- October 10, 2019
The first three lectures in our Fall 2019 lineup showed how architecture is entangled with trends far beyond the field. We began with a lecture by John Spence of the Karma Group that felt like a commercial–80’s rock interludes included. Janet Marie Smith co-lectured with Spence, and the juxtaposition of their work highlighted their differences over their similarities. Where Smith is interested in the way sports stadiums can affect a public space, Spence viewed the context of his resorts as another product serving his elite clientele. This service includes his claims of social responsibility and site sensitivity. It showed architecture’s continued relationship with wealth, evolving with demands of contemporary tourism but ever-present.
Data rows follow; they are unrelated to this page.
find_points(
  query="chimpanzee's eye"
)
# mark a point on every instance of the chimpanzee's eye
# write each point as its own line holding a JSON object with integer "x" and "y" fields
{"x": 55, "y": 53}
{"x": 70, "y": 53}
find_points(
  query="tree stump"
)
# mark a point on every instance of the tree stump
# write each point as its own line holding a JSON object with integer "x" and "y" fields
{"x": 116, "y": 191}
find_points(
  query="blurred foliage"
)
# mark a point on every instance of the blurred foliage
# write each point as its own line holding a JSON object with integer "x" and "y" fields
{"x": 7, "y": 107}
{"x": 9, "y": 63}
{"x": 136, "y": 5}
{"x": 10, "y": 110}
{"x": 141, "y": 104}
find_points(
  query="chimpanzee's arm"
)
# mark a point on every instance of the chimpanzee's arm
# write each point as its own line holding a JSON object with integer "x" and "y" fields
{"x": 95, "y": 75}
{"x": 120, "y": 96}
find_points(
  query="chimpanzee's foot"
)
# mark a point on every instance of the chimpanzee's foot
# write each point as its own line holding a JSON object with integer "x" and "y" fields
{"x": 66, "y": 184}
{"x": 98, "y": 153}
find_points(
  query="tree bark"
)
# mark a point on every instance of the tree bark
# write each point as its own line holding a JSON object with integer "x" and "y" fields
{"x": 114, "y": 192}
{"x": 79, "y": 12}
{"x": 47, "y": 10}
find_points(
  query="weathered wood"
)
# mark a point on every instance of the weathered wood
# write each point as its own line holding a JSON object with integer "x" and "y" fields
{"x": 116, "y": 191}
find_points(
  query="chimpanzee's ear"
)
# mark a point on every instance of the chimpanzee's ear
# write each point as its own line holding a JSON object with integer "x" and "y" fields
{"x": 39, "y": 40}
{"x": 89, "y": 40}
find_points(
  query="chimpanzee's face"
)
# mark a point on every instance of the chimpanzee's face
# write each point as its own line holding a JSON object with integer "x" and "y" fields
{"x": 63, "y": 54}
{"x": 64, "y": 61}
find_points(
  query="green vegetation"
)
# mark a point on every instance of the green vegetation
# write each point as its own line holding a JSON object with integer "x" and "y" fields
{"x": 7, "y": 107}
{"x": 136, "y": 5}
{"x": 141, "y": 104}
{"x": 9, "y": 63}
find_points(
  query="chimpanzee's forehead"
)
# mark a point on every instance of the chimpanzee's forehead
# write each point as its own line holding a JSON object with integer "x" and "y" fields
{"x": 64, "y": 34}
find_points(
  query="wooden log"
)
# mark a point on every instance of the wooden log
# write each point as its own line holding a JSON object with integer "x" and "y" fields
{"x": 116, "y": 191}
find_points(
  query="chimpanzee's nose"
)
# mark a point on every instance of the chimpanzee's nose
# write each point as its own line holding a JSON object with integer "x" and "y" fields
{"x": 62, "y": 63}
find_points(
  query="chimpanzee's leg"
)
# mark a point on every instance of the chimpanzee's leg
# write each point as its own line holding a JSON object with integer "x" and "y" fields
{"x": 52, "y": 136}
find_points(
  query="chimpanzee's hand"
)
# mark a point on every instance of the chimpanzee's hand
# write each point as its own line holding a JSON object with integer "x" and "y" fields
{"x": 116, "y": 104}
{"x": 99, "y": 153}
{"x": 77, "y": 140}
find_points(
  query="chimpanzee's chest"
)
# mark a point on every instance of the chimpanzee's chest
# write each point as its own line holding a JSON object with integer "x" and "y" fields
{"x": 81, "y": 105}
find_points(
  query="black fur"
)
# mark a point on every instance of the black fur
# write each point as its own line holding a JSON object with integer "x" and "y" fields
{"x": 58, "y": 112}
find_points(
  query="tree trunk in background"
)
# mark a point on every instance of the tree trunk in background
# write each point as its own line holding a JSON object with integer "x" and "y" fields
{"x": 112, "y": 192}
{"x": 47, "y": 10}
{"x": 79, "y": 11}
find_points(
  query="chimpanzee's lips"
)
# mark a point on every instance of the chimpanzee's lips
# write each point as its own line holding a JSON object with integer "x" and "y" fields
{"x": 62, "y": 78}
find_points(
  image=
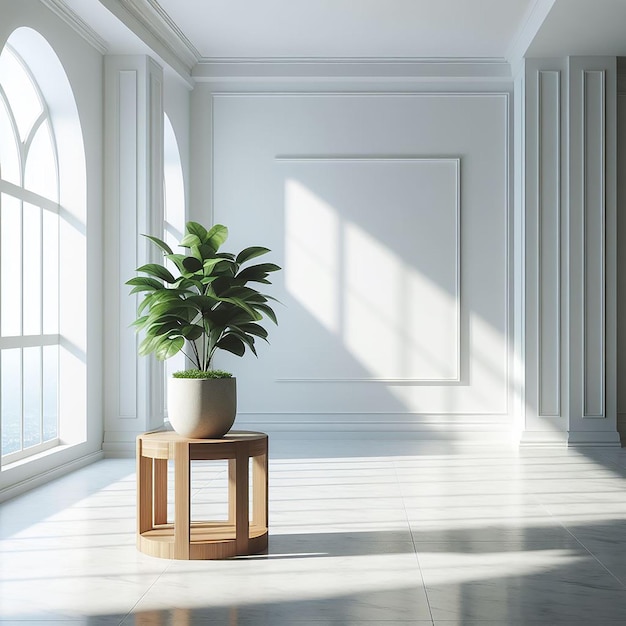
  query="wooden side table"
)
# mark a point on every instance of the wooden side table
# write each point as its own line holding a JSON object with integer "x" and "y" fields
{"x": 184, "y": 539}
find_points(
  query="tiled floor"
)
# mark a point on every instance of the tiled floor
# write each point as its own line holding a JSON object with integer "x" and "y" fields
{"x": 361, "y": 533}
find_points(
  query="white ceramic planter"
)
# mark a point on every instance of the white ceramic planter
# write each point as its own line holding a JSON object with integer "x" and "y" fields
{"x": 202, "y": 408}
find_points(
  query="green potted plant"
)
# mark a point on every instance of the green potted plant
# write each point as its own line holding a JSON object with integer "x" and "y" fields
{"x": 207, "y": 305}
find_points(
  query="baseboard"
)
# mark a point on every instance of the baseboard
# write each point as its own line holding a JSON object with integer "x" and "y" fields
{"x": 542, "y": 439}
{"x": 596, "y": 438}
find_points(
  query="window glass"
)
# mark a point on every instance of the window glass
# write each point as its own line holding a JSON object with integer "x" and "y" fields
{"x": 10, "y": 266}
{"x": 32, "y": 396}
{"x": 9, "y": 152}
{"x": 11, "y": 399}
{"x": 31, "y": 276}
{"x": 20, "y": 91}
{"x": 41, "y": 171}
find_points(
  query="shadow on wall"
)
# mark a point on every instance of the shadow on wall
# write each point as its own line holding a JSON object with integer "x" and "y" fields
{"x": 391, "y": 316}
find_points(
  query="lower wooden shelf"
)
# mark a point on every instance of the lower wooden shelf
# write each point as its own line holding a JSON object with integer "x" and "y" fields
{"x": 208, "y": 540}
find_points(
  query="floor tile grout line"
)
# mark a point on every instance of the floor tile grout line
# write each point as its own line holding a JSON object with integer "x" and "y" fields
{"x": 417, "y": 559}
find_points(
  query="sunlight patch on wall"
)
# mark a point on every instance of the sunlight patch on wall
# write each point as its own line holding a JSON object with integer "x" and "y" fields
{"x": 395, "y": 312}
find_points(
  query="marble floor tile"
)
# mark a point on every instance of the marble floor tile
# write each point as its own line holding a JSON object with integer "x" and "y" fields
{"x": 361, "y": 532}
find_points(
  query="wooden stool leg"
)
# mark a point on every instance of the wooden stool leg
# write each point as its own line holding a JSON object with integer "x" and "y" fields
{"x": 160, "y": 491}
{"x": 182, "y": 505}
{"x": 232, "y": 491}
{"x": 259, "y": 490}
{"x": 238, "y": 482}
{"x": 144, "y": 491}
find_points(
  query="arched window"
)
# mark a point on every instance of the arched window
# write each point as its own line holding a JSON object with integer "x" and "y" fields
{"x": 33, "y": 256}
{"x": 173, "y": 210}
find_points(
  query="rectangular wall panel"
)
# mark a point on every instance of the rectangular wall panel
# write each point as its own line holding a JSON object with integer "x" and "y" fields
{"x": 548, "y": 238}
{"x": 594, "y": 243}
{"x": 389, "y": 216}
{"x": 392, "y": 257}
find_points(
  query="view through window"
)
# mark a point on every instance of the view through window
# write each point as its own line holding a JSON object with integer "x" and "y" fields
{"x": 29, "y": 264}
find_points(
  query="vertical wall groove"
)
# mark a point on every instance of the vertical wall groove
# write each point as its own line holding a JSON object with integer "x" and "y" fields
{"x": 548, "y": 243}
{"x": 594, "y": 217}
{"x": 127, "y": 177}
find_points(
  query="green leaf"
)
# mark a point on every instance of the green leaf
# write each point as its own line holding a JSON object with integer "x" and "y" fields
{"x": 217, "y": 236}
{"x": 202, "y": 303}
{"x": 254, "y": 272}
{"x": 242, "y": 305}
{"x": 157, "y": 270}
{"x": 193, "y": 228}
{"x": 210, "y": 265}
{"x": 167, "y": 348}
{"x": 177, "y": 259}
{"x": 268, "y": 311}
{"x": 253, "y": 329}
{"x": 233, "y": 344}
{"x": 192, "y": 332}
{"x": 191, "y": 264}
{"x": 251, "y": 253}
{"x": 190, "y": 240}
{"x": 159, "y": 243}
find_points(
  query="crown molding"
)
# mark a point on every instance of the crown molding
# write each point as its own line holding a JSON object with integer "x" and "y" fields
{"x": 530, "y": 25}
{"x": 349, "y": 68}
{"x": 60, "y": 9}
{"x": 161, "y": 26}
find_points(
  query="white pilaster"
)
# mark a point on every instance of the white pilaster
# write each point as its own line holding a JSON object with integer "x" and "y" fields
{"x": 570, "y": 265}
{"x": 133, "y": 206}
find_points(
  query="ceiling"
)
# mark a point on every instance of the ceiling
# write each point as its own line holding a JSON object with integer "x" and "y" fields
{"x": 211, "y": 30}
{"x": 348, "y": 28}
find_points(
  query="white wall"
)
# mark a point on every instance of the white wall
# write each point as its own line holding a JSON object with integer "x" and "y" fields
{"x": 390, "y": 214}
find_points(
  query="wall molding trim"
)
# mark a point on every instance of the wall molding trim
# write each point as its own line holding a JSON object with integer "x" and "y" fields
{"x": 594, "y": 210}
{"x": 548, "y": 237}
{"x": 351, "y": 69}
{"x": 154, "y": 26}
{"x": 45, "y": 477}
{"x": 60, "y": 9}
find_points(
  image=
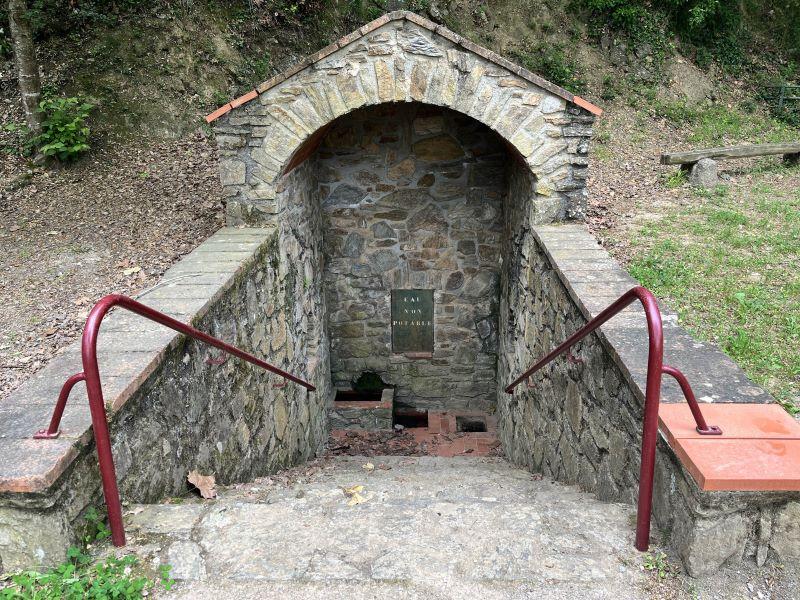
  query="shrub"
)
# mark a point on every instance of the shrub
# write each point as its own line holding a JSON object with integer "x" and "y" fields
{"x": 553, "y": 63}
{"x": 65, "y": 134}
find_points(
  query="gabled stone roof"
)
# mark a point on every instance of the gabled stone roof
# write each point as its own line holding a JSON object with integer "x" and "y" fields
{"x": 422, "y": 22}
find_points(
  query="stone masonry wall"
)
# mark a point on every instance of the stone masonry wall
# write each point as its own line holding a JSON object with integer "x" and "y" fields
{"x": 198, "y": 408}
{"x": 399, "y": 60}
{"x": 412, "y": 197}
{"x": 581, "y": 420}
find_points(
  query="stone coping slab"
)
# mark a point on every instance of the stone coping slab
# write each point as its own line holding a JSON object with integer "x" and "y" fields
{"x": 760, "y": 446}
{"x": 130, "y": 348}
{"x": 759, "y": 449}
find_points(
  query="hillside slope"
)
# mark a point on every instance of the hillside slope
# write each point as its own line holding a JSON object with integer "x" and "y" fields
{"x": 154, "y": 69}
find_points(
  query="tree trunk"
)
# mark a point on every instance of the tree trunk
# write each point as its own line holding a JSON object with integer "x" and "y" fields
{"x": 27, "y": 66}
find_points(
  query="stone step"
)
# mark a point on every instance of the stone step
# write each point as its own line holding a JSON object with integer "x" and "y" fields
{"x": 424, "y": 521}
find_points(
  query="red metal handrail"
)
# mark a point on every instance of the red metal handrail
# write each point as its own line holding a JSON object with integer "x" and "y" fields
{"x": 91, "y": 375}
{"x": 655, "y": 368}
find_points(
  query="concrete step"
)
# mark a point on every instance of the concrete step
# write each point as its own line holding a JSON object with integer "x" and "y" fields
{"x": 425, "y": 524}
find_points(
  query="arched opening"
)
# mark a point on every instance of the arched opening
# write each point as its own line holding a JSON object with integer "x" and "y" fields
{"x": 413, "y": 199}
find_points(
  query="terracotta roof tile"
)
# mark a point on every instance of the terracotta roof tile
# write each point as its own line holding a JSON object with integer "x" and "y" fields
{"x": 242, "y": 99}
{"x": 422, "y": 22}
{"x": 595, "y": 110}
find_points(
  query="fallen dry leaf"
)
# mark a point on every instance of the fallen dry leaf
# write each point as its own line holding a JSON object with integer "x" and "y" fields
{"x": 354, "y": 495}
{"x": 206, "y": 484}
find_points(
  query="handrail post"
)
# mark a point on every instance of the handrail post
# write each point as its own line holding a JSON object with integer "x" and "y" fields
{"x": 97, "y": 407}
{"x": 655, "y": 368}
{"x": 655, "y": 359}
{"x": 94, "y": 389}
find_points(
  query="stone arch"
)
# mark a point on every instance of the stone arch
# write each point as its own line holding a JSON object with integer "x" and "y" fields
{"x": 402, "y": 57}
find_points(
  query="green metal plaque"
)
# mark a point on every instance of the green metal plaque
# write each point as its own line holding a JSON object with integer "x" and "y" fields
{"x": 412, "y": 321}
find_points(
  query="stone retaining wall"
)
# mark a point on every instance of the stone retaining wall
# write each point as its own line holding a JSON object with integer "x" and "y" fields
{"x": 581, "y": 420}
{"x": 177, "y": 405}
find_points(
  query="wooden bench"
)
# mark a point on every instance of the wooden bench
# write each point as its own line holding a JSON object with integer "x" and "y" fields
{"x": 702, "y": 166}
{"x": 790, "y": 151}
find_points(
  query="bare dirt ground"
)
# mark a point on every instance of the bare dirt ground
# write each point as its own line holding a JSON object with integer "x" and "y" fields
{"x": 111, "y": 223}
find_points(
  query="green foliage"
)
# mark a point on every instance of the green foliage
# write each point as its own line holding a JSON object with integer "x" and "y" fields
{"x": 656, "y": 562}
{"x": 676, "y": 179}
{"x": 730, "y": 266}
{"x": 65, "y": 134}
{"x": 5, "y": 43}
{"x": 552, "y": 62}
{"x": 720, "y": 125}
{"x": 713, "y": 28}
{"x": 368, "y": 382}
{"x": 81, "y": 578}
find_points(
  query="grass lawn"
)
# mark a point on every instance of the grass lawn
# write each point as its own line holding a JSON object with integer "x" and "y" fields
{"x": 730, "y": 265}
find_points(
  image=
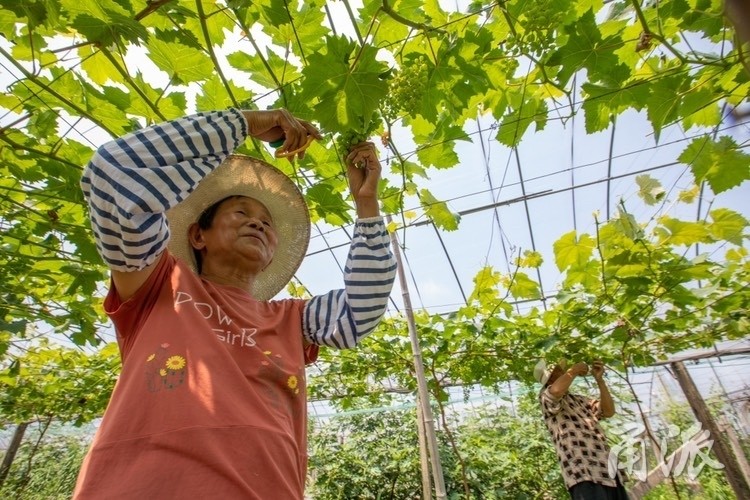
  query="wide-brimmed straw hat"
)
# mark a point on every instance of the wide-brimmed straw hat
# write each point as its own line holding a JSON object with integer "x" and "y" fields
{"x": 242, "y": 175}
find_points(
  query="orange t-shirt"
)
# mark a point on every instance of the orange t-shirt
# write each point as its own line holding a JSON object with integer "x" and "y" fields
{"x": 211, "y": 401}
The following week we listened to Renaud Haerlingen of Rotor and Rotor Deconstruction. Rotor engages with the process of deconstruction, focusing on strategies of waste reduction and material reuse. Haerlingen described the ways the firm has set up a logistical framework to establish patterns of reuse in construction. Each design project he presented was sensitively engaged with its context, seeking to refresh forgotten urban corners through an engagement with natural processes of decay.
On the third week, it got political. Teddy Cruz and Fonna Forman delivered an impassioned speech on their research and work on the US-Mexico border. Their lecture showed how the physical realization of a geopolitical border has created a fraught urban condition. Their work serves the population in this peri-urban border region, using art performances and installations as a political tool and devises new housing paradigms for this urban condition.
The first three lectures revealed architecture’s and our school’s relationship with broader cultural trends that we must pay attention to. On the one hand, we could understand these lectures as evidence of YSoA’s liberal arts pedagogy, our pluralist embrace of different interests. On the other hand, we could view these lectures as the field of architecture reckoning with how it is employed as a means to an end: as entertainment, as an ecological and logistical apparatus, as a political tool. Although the Karma Group lecture may have felt uncomfortable, this is the reality of how architecture is used by capitalist market sectors. Rotor and Cruz+Forman argue that architecture has been instrumental in creating the problems that plague our current condition. Both practices attempt to alter problematic paradigms of our global world and economy. While in past years lectures have often felt like portfolio reviews, these lecturers understand architecture’s instrumentality within larger systems and leverage this knowledge toward their respective goals. The border between pedagogy and reality has been blurred; the school is lifting its head out of the echo chamber, and we would do well to listen.